Spadafore Maxwell T, Syed Zeeshan, Rubinfeld Ilan S
University of Michigan, Ann Arbor, MI.
Henry Ford Hospital, Detroit, MI.
AMIA Annu Symp Proc. 2015 Nov 5;2015:2083-91. eCollection 2015.
To enable automated maintenance of patient sedation in an intensive care unit (ICU) setting, more robust, quantitative metrics of sedation depth must be developed. In this study, we demonstrated the feasibility of a fully computational system that leverages low-quality electrocardiography (ECG) from a single lead to detect the presence of benzodiazepine sedatives in a subject's system. Starting with features commonly examined manually by cardiologists searching for evidence of poisonings, we generalized the extraction of these features to a fully automated process. We tested the predictive power of these features using nine subjects from an intensive care clinical database. Features were found to be significantly indicative of a binary relationship between dose and ECG morphology, but we were unable to find evidence of a predictable continuous relationship. Fitting this binary relationship to a classifier, we achieved a sensitivity of 89% and a specificity of 95%.

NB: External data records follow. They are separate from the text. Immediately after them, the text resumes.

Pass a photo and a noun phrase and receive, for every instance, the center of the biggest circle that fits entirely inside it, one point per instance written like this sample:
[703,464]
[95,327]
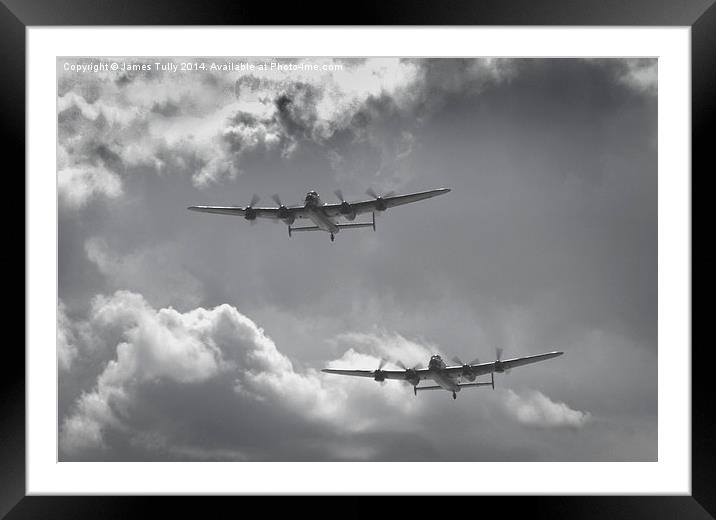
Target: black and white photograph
[357,259]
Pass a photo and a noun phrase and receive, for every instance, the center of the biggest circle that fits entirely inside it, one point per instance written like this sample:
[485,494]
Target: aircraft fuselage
[441,377]
[317,215]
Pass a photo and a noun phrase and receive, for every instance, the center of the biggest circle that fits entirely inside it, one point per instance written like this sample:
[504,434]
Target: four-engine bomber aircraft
[448,378]
[325,216]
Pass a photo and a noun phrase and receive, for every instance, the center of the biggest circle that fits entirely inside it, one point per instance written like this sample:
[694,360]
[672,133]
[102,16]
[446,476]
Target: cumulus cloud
[153,269]
[640,75]
[363,117]
[536,409]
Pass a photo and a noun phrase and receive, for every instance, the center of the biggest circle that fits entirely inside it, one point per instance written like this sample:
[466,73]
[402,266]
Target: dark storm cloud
[548,240]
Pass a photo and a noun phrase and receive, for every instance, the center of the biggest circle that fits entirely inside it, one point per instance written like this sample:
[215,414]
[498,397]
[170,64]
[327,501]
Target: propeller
[249,211]
[346,208]
[380,203]
[283,212]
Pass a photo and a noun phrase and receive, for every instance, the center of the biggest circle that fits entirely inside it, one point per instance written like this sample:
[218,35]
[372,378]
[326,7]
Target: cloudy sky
[185,336]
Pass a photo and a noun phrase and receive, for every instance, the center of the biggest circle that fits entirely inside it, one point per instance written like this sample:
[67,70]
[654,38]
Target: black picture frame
[16,15]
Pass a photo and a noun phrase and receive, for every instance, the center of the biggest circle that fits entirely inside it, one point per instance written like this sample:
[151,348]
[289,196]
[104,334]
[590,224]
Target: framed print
[499,214]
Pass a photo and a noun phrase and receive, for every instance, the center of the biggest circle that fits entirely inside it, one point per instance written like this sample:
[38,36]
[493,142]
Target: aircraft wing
[368,206]
[270,213]
[399,375]
[500,366]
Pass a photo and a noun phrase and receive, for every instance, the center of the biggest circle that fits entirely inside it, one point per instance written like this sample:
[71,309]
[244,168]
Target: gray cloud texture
[199,337]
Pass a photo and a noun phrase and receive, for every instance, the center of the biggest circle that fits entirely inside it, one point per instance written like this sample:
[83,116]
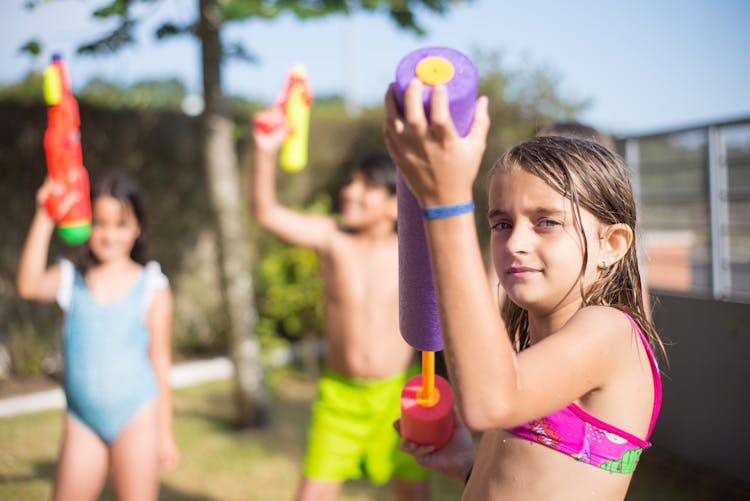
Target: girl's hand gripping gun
[62,144]
[427,416]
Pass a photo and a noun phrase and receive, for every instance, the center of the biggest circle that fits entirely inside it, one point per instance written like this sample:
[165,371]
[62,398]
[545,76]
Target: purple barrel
[419,319]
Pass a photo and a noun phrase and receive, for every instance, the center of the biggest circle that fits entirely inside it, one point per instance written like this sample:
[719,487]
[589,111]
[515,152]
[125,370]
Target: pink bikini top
[581,436]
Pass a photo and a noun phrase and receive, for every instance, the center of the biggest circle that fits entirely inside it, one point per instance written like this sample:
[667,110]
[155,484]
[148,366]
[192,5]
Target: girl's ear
[615,241]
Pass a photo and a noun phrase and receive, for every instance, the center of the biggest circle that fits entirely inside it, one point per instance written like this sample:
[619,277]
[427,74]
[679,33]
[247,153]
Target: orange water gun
[62,145]
[295,101]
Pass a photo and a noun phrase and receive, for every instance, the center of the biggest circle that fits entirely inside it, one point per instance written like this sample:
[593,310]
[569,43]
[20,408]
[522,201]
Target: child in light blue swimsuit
[116,343]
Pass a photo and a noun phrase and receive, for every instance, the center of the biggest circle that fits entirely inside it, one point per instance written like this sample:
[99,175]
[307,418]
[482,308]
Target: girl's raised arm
[34,280]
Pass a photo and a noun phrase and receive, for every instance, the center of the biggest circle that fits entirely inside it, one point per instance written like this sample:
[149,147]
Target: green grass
[221,462]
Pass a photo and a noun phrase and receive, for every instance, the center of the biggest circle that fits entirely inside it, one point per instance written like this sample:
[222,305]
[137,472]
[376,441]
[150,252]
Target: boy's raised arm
[297,228]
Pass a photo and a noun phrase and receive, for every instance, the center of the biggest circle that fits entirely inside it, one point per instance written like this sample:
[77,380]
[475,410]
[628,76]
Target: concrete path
[181,375]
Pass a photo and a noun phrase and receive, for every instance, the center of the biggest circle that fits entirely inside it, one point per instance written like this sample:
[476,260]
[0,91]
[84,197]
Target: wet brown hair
[595,178]
[125,189]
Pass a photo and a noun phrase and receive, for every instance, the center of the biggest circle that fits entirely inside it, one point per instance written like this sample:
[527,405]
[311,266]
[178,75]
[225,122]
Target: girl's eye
[549,223]
[502,225]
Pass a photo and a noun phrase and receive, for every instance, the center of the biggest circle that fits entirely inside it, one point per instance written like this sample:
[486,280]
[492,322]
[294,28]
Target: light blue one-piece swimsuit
[108,373]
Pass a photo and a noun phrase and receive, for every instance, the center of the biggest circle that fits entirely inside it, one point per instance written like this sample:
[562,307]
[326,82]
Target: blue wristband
[443,211]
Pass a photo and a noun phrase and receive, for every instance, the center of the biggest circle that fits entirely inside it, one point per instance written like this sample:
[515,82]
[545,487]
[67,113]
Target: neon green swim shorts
[351,432]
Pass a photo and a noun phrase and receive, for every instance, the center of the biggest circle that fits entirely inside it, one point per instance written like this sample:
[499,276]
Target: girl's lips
[521,271]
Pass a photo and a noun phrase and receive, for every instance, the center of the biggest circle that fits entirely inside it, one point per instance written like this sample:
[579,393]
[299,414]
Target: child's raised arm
[495,387]
[306,230]
[34,280]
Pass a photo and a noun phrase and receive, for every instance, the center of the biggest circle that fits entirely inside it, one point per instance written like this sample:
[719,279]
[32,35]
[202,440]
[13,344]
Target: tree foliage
[404,13]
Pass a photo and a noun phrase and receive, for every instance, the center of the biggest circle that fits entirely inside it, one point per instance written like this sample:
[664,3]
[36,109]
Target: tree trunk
[220,159]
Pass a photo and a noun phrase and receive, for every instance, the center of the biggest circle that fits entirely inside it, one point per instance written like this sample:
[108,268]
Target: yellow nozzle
[428,395]
[434,70]
[52,85]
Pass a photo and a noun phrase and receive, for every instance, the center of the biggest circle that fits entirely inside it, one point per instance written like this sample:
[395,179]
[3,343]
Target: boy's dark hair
[379,169]
[125,189]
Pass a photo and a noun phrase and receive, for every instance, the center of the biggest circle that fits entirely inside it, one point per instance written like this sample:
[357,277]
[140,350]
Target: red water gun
[295,101]
[62,145]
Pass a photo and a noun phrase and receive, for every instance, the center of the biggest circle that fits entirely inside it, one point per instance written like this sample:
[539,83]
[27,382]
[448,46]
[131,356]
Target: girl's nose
[519,240]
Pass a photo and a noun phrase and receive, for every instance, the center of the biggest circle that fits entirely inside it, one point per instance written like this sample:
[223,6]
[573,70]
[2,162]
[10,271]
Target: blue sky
[645,65]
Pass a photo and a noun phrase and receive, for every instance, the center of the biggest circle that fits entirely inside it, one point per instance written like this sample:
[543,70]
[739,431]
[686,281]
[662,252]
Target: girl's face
[365,204]
[114,229]
[537,248]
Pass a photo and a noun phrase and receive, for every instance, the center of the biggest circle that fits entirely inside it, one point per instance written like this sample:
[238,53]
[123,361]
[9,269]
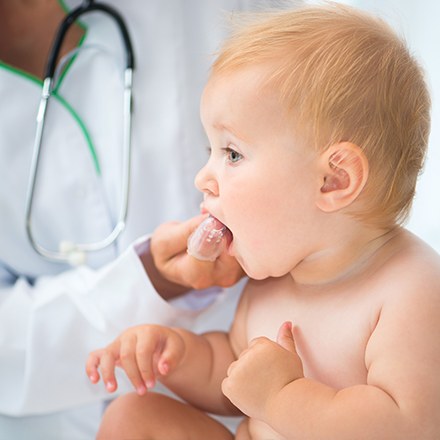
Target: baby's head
[344,76]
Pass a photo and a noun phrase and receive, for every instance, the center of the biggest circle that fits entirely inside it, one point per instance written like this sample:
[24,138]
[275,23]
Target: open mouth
[209,240]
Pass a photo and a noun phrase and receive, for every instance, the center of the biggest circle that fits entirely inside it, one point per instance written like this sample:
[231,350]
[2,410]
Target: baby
[318,120]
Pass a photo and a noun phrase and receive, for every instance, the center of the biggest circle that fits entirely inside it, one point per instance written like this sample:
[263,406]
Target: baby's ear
[343,173]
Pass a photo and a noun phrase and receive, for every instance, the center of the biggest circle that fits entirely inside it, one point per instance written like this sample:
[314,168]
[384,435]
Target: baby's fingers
[171,354]
[129,358]
[92,365]
[107,367]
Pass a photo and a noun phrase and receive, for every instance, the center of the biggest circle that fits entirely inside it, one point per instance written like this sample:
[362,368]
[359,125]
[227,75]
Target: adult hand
[173,263]
[262,371]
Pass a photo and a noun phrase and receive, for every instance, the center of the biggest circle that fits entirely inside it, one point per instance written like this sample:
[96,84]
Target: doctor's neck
[27,29]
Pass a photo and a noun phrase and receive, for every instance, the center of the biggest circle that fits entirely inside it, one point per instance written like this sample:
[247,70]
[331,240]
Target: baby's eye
[232,155]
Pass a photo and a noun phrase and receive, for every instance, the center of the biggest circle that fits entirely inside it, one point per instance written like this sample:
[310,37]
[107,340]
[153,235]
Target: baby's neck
[343,258]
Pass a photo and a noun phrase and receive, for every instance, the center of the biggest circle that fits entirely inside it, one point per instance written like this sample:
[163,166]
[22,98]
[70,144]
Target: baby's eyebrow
[225,127]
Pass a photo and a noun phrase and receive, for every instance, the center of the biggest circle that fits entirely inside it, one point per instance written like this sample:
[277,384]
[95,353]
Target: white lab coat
[51,315]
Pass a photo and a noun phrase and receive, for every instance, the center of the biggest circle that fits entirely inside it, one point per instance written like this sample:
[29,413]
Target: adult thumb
[285,337]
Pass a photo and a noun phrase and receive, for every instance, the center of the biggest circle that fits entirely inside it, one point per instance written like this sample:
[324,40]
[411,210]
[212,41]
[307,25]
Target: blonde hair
[344,75]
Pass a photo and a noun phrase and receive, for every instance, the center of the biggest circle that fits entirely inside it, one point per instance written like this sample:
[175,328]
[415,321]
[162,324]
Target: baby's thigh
[155,416]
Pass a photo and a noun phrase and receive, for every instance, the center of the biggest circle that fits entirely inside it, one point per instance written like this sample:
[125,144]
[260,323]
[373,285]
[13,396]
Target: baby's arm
[400,399]
[192,366]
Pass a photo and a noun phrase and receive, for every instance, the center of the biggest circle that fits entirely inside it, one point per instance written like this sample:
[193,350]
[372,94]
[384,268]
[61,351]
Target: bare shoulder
[414,268]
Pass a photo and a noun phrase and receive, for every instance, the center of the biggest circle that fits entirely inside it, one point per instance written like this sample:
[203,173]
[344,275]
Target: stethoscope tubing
[74,253]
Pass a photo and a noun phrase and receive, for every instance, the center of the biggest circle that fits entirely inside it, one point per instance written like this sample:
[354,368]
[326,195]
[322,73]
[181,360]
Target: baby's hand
[144,352]
[261,371]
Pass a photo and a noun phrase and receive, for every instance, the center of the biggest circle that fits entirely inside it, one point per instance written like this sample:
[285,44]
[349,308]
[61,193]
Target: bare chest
[331,333]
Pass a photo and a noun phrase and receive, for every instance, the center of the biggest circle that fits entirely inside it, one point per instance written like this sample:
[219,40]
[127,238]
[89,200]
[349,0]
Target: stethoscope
[75,253]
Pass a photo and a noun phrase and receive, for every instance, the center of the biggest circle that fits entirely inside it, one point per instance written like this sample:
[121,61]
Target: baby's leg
[158,417]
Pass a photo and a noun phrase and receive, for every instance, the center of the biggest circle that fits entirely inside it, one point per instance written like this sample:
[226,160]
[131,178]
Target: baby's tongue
[207,242]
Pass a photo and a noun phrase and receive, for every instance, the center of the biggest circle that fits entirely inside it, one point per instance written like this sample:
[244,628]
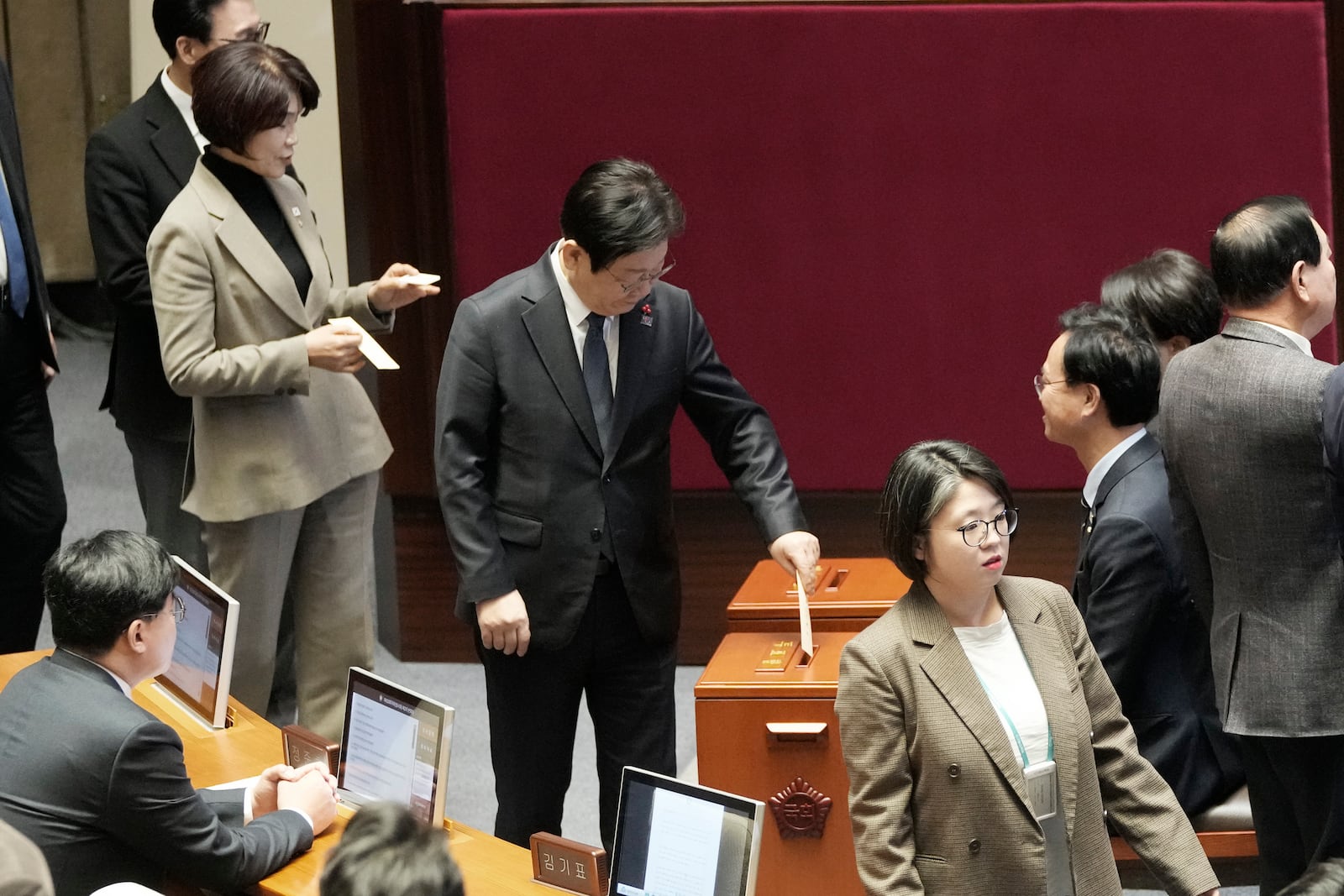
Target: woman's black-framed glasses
[974,532]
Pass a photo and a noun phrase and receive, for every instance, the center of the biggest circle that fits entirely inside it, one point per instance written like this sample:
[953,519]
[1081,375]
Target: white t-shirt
[998,658]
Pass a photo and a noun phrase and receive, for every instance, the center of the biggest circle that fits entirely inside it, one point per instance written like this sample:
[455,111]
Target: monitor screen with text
[676,839]
[396,746]
[203,658]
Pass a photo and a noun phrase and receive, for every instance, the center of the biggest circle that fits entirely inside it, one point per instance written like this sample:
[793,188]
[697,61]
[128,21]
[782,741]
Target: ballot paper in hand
[375,354]
[804,617]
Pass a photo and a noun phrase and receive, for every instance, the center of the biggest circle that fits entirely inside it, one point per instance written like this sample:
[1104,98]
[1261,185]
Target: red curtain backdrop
[890,206]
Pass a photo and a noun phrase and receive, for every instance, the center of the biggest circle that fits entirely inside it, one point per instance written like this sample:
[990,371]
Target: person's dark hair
[1321,879]
[1169,293]
[389,852]
[1256,248]
[244,89]
[183,19]
[98,586]
[618,207]
[1113,352]
[920,484]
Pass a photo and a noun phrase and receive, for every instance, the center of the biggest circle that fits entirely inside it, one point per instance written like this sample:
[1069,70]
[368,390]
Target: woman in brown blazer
[980,731]
[286,445]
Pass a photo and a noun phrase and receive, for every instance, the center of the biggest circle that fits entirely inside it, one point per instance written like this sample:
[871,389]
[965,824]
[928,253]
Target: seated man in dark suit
[1097,389]
[97,782]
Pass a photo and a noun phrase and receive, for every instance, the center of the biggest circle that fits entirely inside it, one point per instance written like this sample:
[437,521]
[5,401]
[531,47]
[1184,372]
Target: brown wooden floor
[719,547]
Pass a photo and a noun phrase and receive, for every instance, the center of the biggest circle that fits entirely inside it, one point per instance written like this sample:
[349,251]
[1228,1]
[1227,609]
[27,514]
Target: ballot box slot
[796,732]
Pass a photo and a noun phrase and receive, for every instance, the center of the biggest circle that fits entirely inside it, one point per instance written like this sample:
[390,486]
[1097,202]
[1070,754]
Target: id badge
[1041,789]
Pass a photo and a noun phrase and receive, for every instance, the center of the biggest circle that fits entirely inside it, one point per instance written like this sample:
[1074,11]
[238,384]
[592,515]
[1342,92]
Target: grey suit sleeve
[873,736]
[154,809]
[741,436]
[467,414]
[1137,801]
[118,222]
[1129,579]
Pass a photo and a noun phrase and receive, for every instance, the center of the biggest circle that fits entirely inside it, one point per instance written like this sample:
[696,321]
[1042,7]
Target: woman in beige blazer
[976,707]
[286,445]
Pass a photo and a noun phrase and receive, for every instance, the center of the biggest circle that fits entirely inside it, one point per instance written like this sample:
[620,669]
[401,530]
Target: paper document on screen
[683,846]
[192,665]
[381,752]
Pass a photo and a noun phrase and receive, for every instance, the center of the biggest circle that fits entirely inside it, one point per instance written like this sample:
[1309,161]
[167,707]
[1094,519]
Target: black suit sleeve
[1129,578]
[739,434]
[467,414]
[154,809]
[116,199]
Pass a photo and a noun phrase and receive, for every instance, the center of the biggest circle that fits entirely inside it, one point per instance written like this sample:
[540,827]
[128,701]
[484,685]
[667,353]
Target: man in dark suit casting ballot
[555,403]
[97,782]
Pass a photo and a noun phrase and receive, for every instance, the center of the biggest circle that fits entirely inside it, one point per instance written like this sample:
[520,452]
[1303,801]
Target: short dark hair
[1113,352]
[1321,879]
[389,852]
[183,19]
[98,586]
[1256,248]
[244,89]
[618,207]
[1171,293]
[920,484]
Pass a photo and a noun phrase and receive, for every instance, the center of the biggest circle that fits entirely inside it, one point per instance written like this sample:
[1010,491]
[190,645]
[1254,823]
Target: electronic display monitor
[674,837]
[203,658]
[394,746]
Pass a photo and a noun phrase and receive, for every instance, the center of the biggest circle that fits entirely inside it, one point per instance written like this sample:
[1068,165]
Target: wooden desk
[490,866]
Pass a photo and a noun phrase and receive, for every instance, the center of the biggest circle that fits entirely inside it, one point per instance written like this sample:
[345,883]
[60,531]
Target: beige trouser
[319,557]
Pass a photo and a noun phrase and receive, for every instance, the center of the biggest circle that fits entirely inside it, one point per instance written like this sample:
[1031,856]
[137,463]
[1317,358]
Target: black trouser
[33,497]
[534,703]
[1297,799]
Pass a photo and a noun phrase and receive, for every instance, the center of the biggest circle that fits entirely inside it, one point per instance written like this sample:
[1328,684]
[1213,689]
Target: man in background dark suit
[33,496]
[558,495]
[97,782]
[134,168]
[1097,389]
[1242,432]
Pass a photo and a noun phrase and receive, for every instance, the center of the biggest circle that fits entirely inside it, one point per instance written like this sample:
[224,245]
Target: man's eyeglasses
[179,611]
[974,532]
[1041,383]
[255,35]
[642,280]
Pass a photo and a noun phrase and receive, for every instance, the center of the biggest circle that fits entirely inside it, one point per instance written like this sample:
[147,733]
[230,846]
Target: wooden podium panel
[851,593]
[774,735]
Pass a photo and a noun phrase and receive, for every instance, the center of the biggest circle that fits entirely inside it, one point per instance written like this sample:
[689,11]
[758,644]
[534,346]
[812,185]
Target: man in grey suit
[1242,432]
[97,782]
[555,402]
[1097,389]
[134,168]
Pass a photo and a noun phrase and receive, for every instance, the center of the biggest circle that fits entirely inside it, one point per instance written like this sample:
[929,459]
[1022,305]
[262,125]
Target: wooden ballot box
[766,728]
[851,593]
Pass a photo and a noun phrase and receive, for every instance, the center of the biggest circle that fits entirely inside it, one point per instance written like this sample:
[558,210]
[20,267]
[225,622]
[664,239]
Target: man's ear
[190,50]
[134,636]
[1299,281]
[1092,401]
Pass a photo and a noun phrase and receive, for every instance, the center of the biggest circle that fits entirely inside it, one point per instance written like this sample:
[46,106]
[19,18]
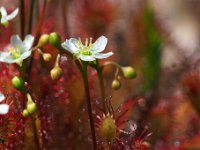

为了在重症监护病房(ICU)环境中实现患者镇静的自动维持,必须开发更强大、定量的镇静深度指标。在本研究中,我们展示了一个完全计算系统的可行性,该系统利用单导联的低质量心电图(ECG)来检测受试者系统中苯二氮䓬类镇静剂的存在。从心脏病专家通常手动检查以寻找中毒证据的特征开始,我们将这些特征的提取推广到一个完全自动化的过程。我们使用重症监护临床数据库中的九名受试者测试了这些特征的预测能力。发现这些特征显著表明剂量与心电图形态之间存在二元关系,但我们未能找到可预测的连续关系的证据。将这种二元关系拟合到一个分类器上,我们实现了89%的灵敏度和95%的特异性。